The psalm is talking about a covenant love God has with his people, his commitment to those who accept his invitation to be in relationship with him.

It’s somewhat like the love spoken of in the marital vows, when two people make a commitment to their relationship: “for richer, for poorer, for better and for worse, in sickness and in health.”
God’s love endures forever.

This is the basis of what Jesus meant when he lamented that the crowds in Jerusalem did not know what would bring them peace—and that they had not recognized the time of God’s coming.

God’s love is continuously offered to us. We have a choice, whether to accept or reject it. For his part, God’s love endures forever. He will not give up on us. But he will not force his love on us either. We are invited into relationship with him on his terms, not on our own. We don’t remake God into an image that makes us comfortable.

When he comes to us on a donkey, we are not justified in attempting to turn him into a military warmonger. We accept or reject him on the basis of who he is, not who we want him to be.

Verses 26 and 27 of Psalm 118 may have been the inspiration for the crowd’s greeting of Jesus as he entered Jerusalem on what we call Palm Sunday—throwing palm fronds in front of him and shouting, Blessed is the king who comes in the name of the Lord! Peace in heaven and glory in the highest! But the rest of the psalm provides the Answer that they needed.
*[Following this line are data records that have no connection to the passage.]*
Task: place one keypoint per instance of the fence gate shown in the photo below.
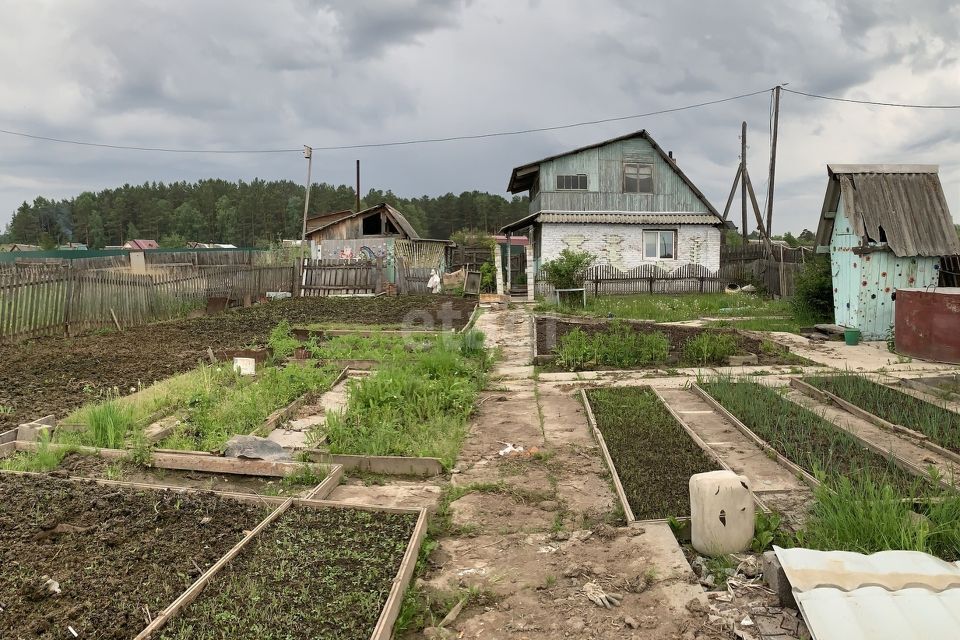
(325, 277)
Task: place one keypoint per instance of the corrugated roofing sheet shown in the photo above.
(873, 613)
(900, 595)
(905, 201)
(629, 218)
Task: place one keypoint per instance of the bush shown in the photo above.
(813, 293)
(568, 270)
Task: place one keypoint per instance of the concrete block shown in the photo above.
(776, 579)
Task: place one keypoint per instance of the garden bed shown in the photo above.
(315, 572)
(652, 456)
(619, 344)
(56, 375)
(118, 555)
(894, 408)
(805, 439)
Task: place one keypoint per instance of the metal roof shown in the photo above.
(611, 217)
(330, 219)
(904, 203)
(891, 595)
(523, 177)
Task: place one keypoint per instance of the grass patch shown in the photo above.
(653, 455)
(241, 408)
(618, 346)
(415, 407)
(940, 425)
(679, 307)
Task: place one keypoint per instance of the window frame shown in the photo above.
(578, 176)
(637, 164)
(659, 244)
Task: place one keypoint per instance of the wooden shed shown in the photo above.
(885, 227)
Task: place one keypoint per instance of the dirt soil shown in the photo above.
(315, 574)
(550, 330)
(91, 466)
(111, 553)
(56, 375)
(653, 455)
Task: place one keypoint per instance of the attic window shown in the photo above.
(371, 225)
(576, 182)
(637, 177)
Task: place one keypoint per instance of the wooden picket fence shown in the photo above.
(42, 300)
(326, 277)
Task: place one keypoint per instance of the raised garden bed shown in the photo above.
(805, 439)
(589, 345)
(119, 556)
(652, 455)
(56, 375)
(315, 572)
(894, 408)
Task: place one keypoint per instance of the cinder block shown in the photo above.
(776, 579)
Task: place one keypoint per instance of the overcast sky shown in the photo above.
(226, 74)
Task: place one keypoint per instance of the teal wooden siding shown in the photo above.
(864, 284)
(603, 167)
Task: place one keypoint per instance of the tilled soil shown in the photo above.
(113, 554)
(550, 330)
(653, 455)
(314, 574)
(56, 375)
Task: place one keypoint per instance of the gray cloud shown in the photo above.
(223, 74)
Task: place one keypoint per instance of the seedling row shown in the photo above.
(651, 456)
(85, 559)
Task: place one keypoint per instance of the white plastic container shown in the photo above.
(721, 513)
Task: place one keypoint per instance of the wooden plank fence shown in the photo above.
(325, 277)
(41, 300)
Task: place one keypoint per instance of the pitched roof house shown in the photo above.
(141, 245)
(885, 227)
(624, 200)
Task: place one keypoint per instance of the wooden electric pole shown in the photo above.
(743, 183)
(773, 158)
(308, 154)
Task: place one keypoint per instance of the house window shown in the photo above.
(637, 177)
(371, 225)
(659, 245)
(572, 182)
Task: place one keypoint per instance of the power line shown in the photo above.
(541, 129)
(382, 144)
(104, 145)
(873, 102)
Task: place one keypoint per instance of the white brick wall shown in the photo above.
(621, 245)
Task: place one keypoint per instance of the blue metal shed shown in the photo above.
(885, 227)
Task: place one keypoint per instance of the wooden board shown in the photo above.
(621, 494)
(760, 442)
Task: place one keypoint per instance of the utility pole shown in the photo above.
(308, 154)
(743, 182)
(773, 158)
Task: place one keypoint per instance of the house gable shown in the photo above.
(600, 168)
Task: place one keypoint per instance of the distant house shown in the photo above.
(353, 234)
(624, 200)
(140, 245)
(885, 227)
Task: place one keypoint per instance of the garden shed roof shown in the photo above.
(903, 203)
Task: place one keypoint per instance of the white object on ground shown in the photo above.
(245, 366)
(721, 513)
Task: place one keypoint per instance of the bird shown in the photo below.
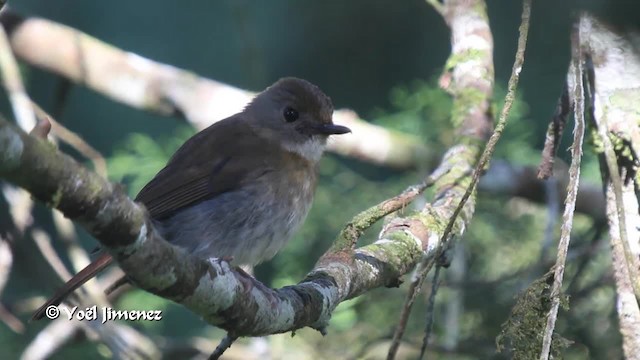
(240, 188)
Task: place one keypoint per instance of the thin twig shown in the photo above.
(430, 311)
(572, 193)
(223, 346)
(74, 140)
(504, 115)
(350, 234)
(412, 293)
(554, 135)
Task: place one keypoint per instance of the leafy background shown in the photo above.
(382, 59)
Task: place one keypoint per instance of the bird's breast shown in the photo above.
(250, 224)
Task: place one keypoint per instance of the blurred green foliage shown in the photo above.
(389, 46)
(503, 244)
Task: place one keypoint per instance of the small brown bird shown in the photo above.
(240, 188)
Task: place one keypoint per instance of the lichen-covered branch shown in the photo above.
(167, 90)
(616, 87)
(212, 289)
(469, 77)
(577, 93)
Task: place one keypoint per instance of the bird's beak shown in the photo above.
(331, 129)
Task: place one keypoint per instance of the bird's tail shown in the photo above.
(78, 280)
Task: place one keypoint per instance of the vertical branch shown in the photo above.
(576, 80)
(615, 80)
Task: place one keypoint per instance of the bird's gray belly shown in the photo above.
(236, 225)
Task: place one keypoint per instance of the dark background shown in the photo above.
(361, 53)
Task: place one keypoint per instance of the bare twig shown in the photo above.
(425, 266)
(350, 234)
(504, 114)
(572, 190)
(554, 135)
(223, 346)
(435, 283)
(73, 140)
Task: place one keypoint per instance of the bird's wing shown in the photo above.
(218, 159)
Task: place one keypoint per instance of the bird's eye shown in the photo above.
(291, 114)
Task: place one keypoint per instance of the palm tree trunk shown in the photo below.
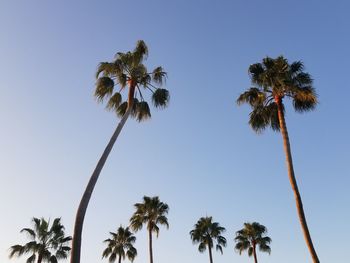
(150, 246)
(79, 219)
(254, 253)
(210, 254)
(293, 181)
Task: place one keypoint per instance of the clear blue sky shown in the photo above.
(199, 155)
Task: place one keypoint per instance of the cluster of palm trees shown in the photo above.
(207, 233)
(273, 81)
(47, 243)
(151, 213)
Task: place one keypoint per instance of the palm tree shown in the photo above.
(129, 73)
(206, 232)
(249, 237)
(151, 212)
(47, 243)
(120, 245)
(274, 80)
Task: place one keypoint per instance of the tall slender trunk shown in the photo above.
(79, 219)
(40, 258)
(150, 246)
(293, 181)
(210, 254)
(254, 253)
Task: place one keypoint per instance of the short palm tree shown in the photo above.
(206, 233)
(275, 80)
(151, 212)
(120, 245)
(129, 73)
(251, 236)
(47, 243)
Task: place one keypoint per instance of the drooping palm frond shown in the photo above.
(120, 245)
(275, 80)
(206, 233)
(104, 88)
(47, 242)
(252, 234)
(150, 212)
(128, 70)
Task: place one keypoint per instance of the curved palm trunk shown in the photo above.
(210, 255)
(79, 219)
(150, 246)
(254, 253)
(293, 181)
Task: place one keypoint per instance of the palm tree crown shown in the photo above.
(128, 70)
(120, 245)
(206, 233)
(48, 244)
(273, 80)
(252, 235)
(151, 212)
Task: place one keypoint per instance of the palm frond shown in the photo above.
(305, 99)
(31, 259)
(159, 75)
(160, 98)
(114, 101)
(104, 88)
(143, 111)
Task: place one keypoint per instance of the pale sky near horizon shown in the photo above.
(199, 155)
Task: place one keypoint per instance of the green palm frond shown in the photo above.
(54, 259)
(160, 98)
(202, 247)
(275, 80)
(305, 99)
(206, 232)
(104, 88)
(128, 70)
(252, 234)
(159, 75)
(122, 109)
(30, 232)
(120, 245)
(250, 251)
(253, 96)
(45, 240)
(114, 101)
(143, 111)
(106, 68)
(151, 212)
(31, 259)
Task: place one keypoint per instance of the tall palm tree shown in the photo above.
(129, 73)
(274, 80)
(206, 233)
(47, 243)
(120, 245)
(251, 236)
(151, 212)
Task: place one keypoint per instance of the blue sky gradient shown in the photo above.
(199, 155)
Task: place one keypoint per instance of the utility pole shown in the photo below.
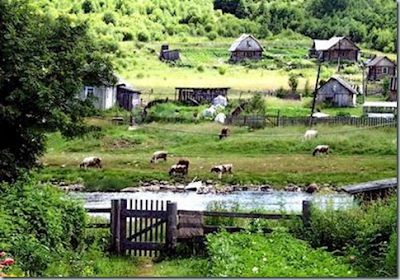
(320, 59)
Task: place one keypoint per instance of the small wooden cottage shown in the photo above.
(107, 96)
(393, 89)
(168, 55)
(199, 95)
(372, 190)
(380, 67)
(337, 92)
(334, 49)
(245, 47)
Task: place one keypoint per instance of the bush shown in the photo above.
(39, 224)
(362, 231)
(212, 36)
(109, 17)
(276, 255)
(143, 36)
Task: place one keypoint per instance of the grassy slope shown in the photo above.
(272, 155)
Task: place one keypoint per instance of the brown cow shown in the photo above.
(321, 149)
(224, 133)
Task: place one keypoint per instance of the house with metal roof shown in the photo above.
(337, 92)
(245, 47)
(334, 49)
(380, 67)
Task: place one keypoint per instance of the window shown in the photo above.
(89, 91)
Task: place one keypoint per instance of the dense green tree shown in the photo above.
(44, 64)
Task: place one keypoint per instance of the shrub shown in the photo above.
(143, 36)
(212, 36)
(109, 17)
(222, 70)
(276, 255)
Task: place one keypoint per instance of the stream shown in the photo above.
(249, 200)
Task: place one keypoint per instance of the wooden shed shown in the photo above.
(393, 89)
(334, 49)
(380, 67)
(372, 190)
(245, 47)
(338, 93)
(199, 95)
(168, 55)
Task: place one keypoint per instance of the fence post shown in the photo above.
(121, 226)
(113, 224)
(171, 234)
(306, 212)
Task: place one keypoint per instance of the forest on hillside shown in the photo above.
(372, 23)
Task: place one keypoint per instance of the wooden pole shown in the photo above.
(306, 213)
(315, 94)
(121, 226)
(171, 234)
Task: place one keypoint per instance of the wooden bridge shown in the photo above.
(147, 227)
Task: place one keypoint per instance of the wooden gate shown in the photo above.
(145, 228)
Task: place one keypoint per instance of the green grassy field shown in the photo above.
(273, 155)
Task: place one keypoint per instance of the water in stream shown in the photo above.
(275, 200)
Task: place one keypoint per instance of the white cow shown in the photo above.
(310, 134)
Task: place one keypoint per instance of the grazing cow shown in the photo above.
(224, 133)
(310, 134)
(91, 162)
(221, 169)
(324, 149)
(159, 155)
(184, 162)
(178, 169)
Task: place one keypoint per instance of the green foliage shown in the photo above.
(40, 225)
(362, 231)
(293, 82)
(39, 84)
(274, 255)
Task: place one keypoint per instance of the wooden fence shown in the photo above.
(149, 227)
(276, 120)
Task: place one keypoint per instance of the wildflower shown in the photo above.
(7, 261)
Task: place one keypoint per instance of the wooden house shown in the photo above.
(168, 55)
(380, 67)
(334, 49)
(372, 190)
(199, 95)
(107, 96)
(393, 89)
(337, 92)
(245, 47)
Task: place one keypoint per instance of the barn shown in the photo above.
(334, 49)
(380, 67)
(245, 47)
(337, 92)
(199, 95)
(168, 55)
(107, 96)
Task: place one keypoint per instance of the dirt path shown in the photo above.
(146, 268)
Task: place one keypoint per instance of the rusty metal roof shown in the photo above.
(371, 186)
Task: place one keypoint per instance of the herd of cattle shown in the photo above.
(182, 167)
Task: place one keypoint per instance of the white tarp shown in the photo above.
(220, 118)
(220, 100)
(209, 112)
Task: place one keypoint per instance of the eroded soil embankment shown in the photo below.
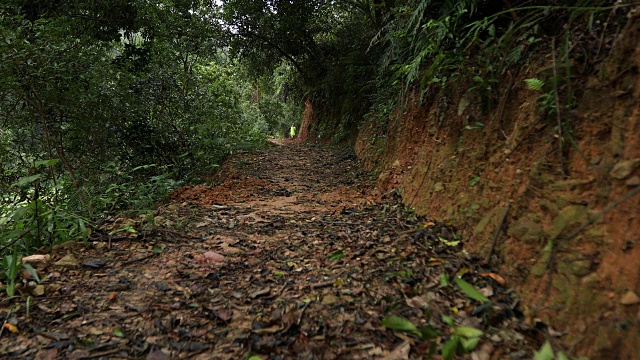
(294, 255)
(586, 285)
They needed relationship with God, just as we all do. They needed Jesus, but they were so blinded by what they wanted him to be they did not know what would bring them peace. They needed to read all of Psalm 118, not just the texts they chose that fit their desires for military conquest at that time. They needed to come to know Jesus, and by God’s grace experience God’s love as the foundation of their relationship with him.

The crowds at that first Palm Sunday needed to know, just as we need to know, that it was the suffering of Jesus, culminating in Good Friday, that would gain the victory over death and the grave. The peace that the Prince of peace brought was the relationship we can have with God, a relationship that is not based on our physical success and victories, but rather on Jesus’ victory on his Cross and his empty tomb.

Ironically, the very reason for which the crowds rejected Jesus provides the foundation for salvation. The Cross, seen then as complete humiliation and embarrassment was in fact the very opposite—it was victory over death and the grave.

It is in picking up our own cross and following Jesus that we fully become Christ-followers. The standards and criteria of success for our world, and even that of the religious institutionalism of Christendom, are not the basis of our relationship in God.

We may be in poor health. We may suffer. We may be experiencing traumatic family problems. We may find ourselves out of work and/or in financial debt. Even though physical, external evidence of our lives might cause us and others to conclude that we are spiritual losers, without any “success” or “victory,” God’s values are often the polar opposite of human values.

Remember that God’s love endures forever, even during the trying and difficult events of our lives. God’s love was just as present, and just as evident, for those given spiritual vision by God’s grace during the painful events of Passion Week as it was on Palm Sunday and on Easter Sunday,

Let us embrace our God. Let us come to know Jesus as we never have before. Let us come to know that Jesus, and Jesus alone, brings lasting, eternal peace.

Let us recognize that our God, in the person of Jesus, is coming to us. Let us accept him and choose him as he is —not as some religious leader or authority might interpret him—not as religion might use his name—not as we would like Jesus to be—but as he is.